Martha Beck points out something I was speaking about in my workshop on Saturday. Life isn’t actually linear, it’s a spiral. So we don’t heal and then forget an issue that is central to our life, we revisit it from different perspectives throughout our life, learning a bit more each time we do.
“As every life coach knows, the way we do anything is the way we do everything. The same thoughts that make me squirm in the labyrinth torture me when I’m writing, emailing, even sleeping. I should be going faster, getting somewhere. I should have more to show for this. I shouldn’t have to double back, to revisit old emotional issues, to wipe the same damn kitchen counter every day. These thoughts burble along just under the surface of my consciousness every day. They make me slightly anxious—okay, some days irrationally terrified—and lend a driven quality to moments when I could be relaxed and present.
I’ve heard the same comments from countless people, all schooled to the same obsession with forward progress. We set goals, draw flowcharts, march forward, criticize ourselves if we have to go back, if the same old stuff comes back to haunt us. We want to be DONE with things: the chronic pain, the haunting doubt, the bad relationship patterns, the grief of loss. We want to solve the maze and get out, to the place where we imagine there will be no problems to solve.

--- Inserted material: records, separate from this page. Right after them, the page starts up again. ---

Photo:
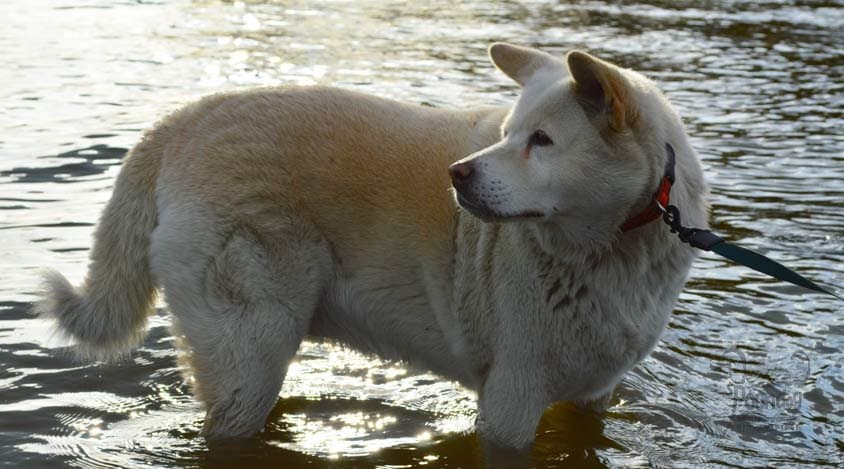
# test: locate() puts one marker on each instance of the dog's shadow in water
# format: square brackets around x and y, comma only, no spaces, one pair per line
[566,437]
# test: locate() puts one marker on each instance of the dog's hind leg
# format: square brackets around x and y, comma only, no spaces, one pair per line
[255,308]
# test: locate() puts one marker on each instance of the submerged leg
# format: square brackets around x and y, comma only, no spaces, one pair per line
[254,311]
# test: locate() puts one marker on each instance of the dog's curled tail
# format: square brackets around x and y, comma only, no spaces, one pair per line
[107,315]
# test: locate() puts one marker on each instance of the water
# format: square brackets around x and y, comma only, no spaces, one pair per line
[750,371]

The labyrinth is teaching me to question the bits of driven, linear, achievement-based dysfunction that can make me miserable in a life of incredible blessings and good fortune. We didn’t enter life to get it done. There is no place not worth revisiting. We double back to find the pieces of ourselves that still clutch the same issues like a baby clutching its pacifier. Compassion invited us to this unbearably repetitive, slow, complex path of self-discovery, to show us that only when we surrender our idea of how things should be going do we notice that the entire thing is breathtakingly beautiful.”